39-latek usłyszał cztery zarzuty – m.in. umyślnego spowodowania katastrofy w ruchu lądowym.
- Michał Z. będąc w stanie nietrzeźwości, bo mając ponad trzy promile alkoholu w wydychanym powietrzu, przekroczył znacznie dozwoloną prędkość, jechał ponad 100 km/h. 39-latek nie podjął nawet manewru hamowania. Po wypadku nie zatrzymał się i zbiegł z miejsca zdarzenia – mówi Beata Zielińska-Janaszek, szefowa Prokuratury Rejonowej Kielce-Wschód.
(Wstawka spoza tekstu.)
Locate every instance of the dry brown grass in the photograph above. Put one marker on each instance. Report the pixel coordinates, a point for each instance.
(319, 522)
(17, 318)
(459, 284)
Michał Z. usłyszał też zarzuty za jazdę pod wpływem alkoholu w warunkach recydywy, przywłaszczenie cudzego pojazdu oraz o występek chuligański. - Do pierwszych trzech przestępstw podejrzany się przyznał. Nie przyznał się natomiast do znieważenia i naruszenia nietykalności cielesnej ustalonej osoby – podkreśla Beata Zielińska-Janaszek.
Michał Z. był wielokrotnie karany za przestępstwa przeciwko mieniu, życiu i zdrowiu innych osób oraz dwukrotnie za jazdę pod wpływem alkoholu. Grozi mu 25 lat więzienia.